Monday, November 28 2016
15:30 - 17:00

Alladi Ramakrishnan Hall

Rheology of dense emulsions - a shear start-up and steady state study

Vishwas Vasisht

Georgetown University, USA

Under shear deformation, dense emulsions compressed above the so-called jamming transition, how properties of a marginal solid and display fluid-like behaviour when a sufficiently large shear stress, also termed as yield stress, is applied. In the vicinity of yield stress one observes prominent dynamical heterogeneities and a competition between long restructuring time and shear induced rejuvenation, which lead to the shear banding phenomenon. In this work we present an extensive study of dense emulsions both during the start-up shear as well as in the steady state. By combining confocal-rheology experiments on compressed emulsions and numerical 3D simulations, we show the primary microscopic mechanisms for flow, that, just as the macroscopic flow, are strongly influenced by the rate of the imposed deformation.
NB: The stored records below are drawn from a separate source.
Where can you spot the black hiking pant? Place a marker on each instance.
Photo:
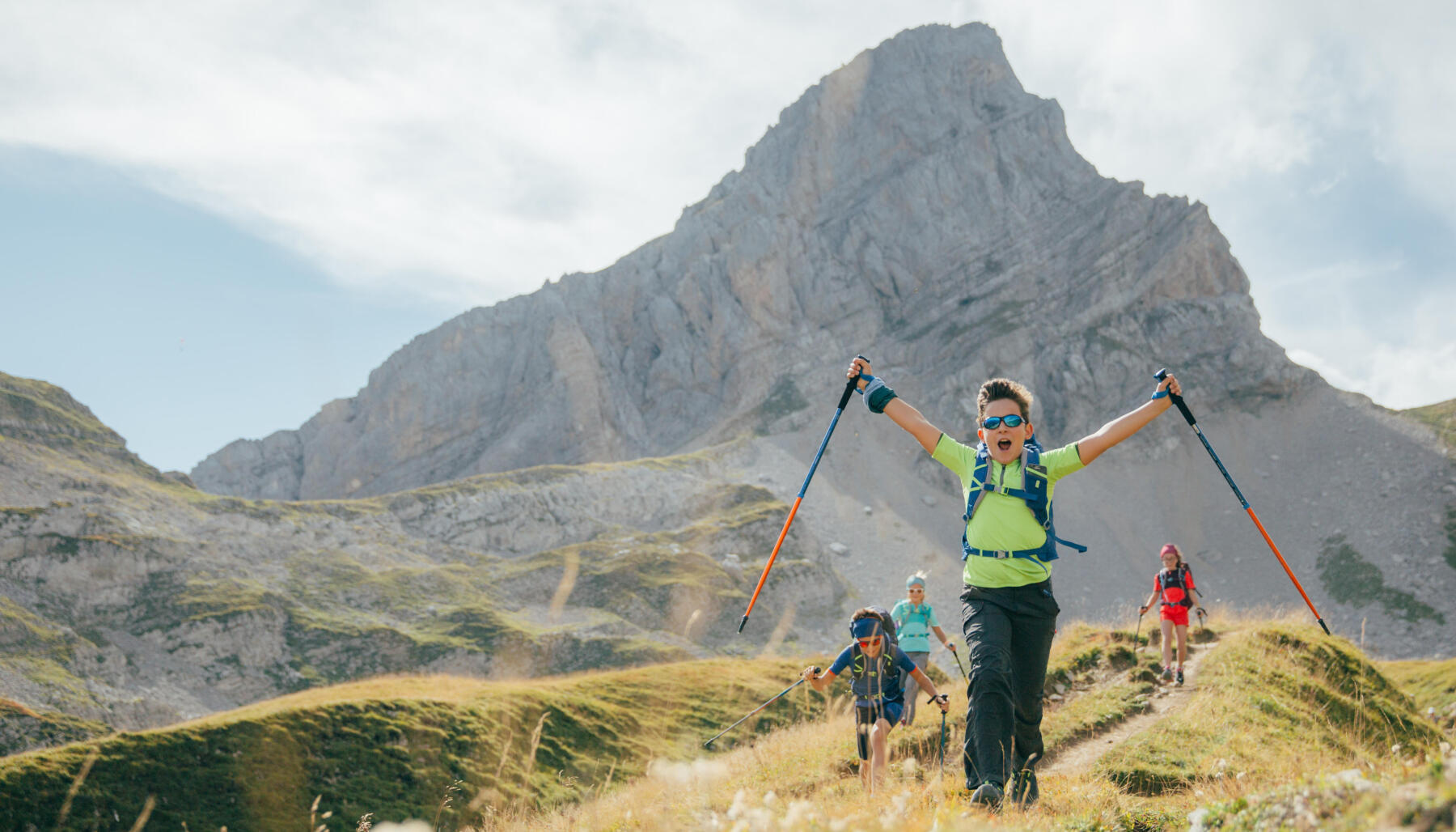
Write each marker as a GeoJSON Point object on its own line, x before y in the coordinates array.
{"type": "Point", "coordinates": [1009, 635]}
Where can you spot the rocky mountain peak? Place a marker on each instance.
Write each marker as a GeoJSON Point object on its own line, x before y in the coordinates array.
{"type": "Point", "coordinates": [916, 204]}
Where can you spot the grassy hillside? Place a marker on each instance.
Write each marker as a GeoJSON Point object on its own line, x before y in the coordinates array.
{"type": "Point", "coordinates": [1281, 724]}
{"type": "Point", "coordinates": [396, 746]}
{"type": "Point", "coordinates": [1441, 417]}
{"type": "Point", "coordinates": [1280, 711]}
{"type": "Point", "coordinates": [120, 584]}
{"type": "Point", "coordinates": [1272, 703]}
{"type": "Point", "coordinates": [1432, 686]}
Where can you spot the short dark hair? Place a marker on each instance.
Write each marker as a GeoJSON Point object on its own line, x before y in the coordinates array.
{"type": "Point", "coordinates": [1004, 389]}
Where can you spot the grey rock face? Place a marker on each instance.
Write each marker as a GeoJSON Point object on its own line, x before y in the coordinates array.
{"type": "Point", "coordinates": [916, 204]}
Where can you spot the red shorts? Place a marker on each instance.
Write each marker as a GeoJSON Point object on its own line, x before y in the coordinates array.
{"type": "Point", "coordinates": [1175, 613]}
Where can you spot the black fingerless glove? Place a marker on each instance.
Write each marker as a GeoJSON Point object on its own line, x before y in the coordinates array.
{"type": "Point", "coordinates": [877, 393]}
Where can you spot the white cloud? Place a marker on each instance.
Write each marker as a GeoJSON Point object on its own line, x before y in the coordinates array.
{"type": "Point", "coordinates": [471, 151]}
{"type": "Point", "coordinates": [1337, 316]}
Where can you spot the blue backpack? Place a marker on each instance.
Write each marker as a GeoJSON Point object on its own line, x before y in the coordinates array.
{"type": "Point", "coordinates": [1034, 491]}
{"type": "Point", "coordinates": [875, 678]}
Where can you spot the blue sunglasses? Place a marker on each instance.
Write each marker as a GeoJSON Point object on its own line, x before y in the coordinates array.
{"type": "Point", "coordinates": [992, 423]}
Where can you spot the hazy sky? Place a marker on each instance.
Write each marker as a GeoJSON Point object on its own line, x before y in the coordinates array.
{"type": "Point", "coordinates": [214, 218]}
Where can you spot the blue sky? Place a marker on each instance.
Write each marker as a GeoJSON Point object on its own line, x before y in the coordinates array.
{"type": "Point", "coordinates": [218, 218]}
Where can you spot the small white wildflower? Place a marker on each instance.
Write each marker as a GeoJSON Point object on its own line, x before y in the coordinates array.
{"type": "Point", "coordinates": [740, 804]}
{"type": "Point", "coordinates": [801, 813]}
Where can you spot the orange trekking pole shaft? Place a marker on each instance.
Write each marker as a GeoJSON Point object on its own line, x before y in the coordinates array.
{"type": "Point", "coordinates": [844, 400]}
{"type": "Point", "coordinates": [1193, 423]}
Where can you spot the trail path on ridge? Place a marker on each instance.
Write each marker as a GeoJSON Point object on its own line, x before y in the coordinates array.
{"type": "Point", "coordinates": [1081, 755]}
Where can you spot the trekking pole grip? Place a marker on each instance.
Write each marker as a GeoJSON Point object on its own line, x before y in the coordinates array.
{"type": "Point", "coordinates": [1175, 398]}
{"type": "Point", "coordinates": [849, 388]}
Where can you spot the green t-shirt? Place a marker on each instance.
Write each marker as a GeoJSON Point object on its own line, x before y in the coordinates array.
{"type": "Point", "coordinates": [1004, 522]}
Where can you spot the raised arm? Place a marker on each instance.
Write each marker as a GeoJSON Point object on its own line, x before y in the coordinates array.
{"type": "Point", "coordinates": [899, 411]}
{"type": "Point", "coordinates": [1128, 424]}
{"type": "Point", "coordinates": [815, 679]}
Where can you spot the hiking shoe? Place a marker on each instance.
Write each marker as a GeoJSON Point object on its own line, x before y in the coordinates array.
{"type": "Point", "coordinates": [1024, 787]}
{"type": "Point", "coordinates": [988, 795]}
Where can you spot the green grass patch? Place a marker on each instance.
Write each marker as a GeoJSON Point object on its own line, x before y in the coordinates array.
{"type": "Point", "coordinates": [1428, 684]}
{"type": "Point", "coordinates": [1352, 579]}
{"type": "Point", "coordinates": [1272, 701]}
{"type": "Point", "coordinates": [1439, 417]}
{"type": "Point", "coordinates": [392, 746]}
{"type": "Point", "coordinates": [23, 728]}
{"type": "Point", "coordinates": [1092, 666]}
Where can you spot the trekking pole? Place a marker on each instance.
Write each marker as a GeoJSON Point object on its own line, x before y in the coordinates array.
{"type": "Point", "coordinates": [779, 695]}
{"type": "Point", "coordinates": [957, 656]}
{"type": "Point", "coordinates": [1193, 423]}
{"type": "Point", "coordinates": [942, 744]}
{"type": "Point", "coordinates": [844, 400]}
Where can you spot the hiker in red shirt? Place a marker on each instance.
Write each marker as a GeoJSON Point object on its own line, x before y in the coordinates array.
{"type": "Point", "coordinates": [1174, 588]}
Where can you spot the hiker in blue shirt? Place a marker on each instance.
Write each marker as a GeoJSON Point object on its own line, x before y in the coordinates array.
{"type": "Point", "coordinates": [875, 664]}
{"type": "Point", "coordinates": [915, 620]}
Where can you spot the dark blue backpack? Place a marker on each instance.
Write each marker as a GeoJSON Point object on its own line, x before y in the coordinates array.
{"type": "Point", "coordinates": [1034, 491]}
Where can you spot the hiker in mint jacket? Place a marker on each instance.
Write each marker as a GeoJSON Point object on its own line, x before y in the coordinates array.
{"type": "Point", "coordinates": [915, 620]}
{"type": "Point", "coordinates": [1008, 613]}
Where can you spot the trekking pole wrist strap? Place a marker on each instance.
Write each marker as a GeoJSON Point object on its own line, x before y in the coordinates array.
{"type": "Point", "coordinates": [877, 393]}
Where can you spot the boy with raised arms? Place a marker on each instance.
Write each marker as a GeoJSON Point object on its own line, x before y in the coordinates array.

When shearing fast, small coordinated clusters of droplets move collectively as in a conga line, while at low rates the flow emerges from bursts of droplet rearrangements, correlated over large domains. The shear start-up behaviour of dense emulsions, is studied in 3D simulations of repulsive soft spheres in athermal condition. Our study show that the shear banding feature in a purely repulsive system, which even though is transient, but is long lived - longer than the structural relaxation time set by inverse shear rate. The shear banding originates at the stress overshoot and the time required for the system to reach homogeneous flow - fluidisation time, has a strong dependence on the shear rate as well as on the age of the sample.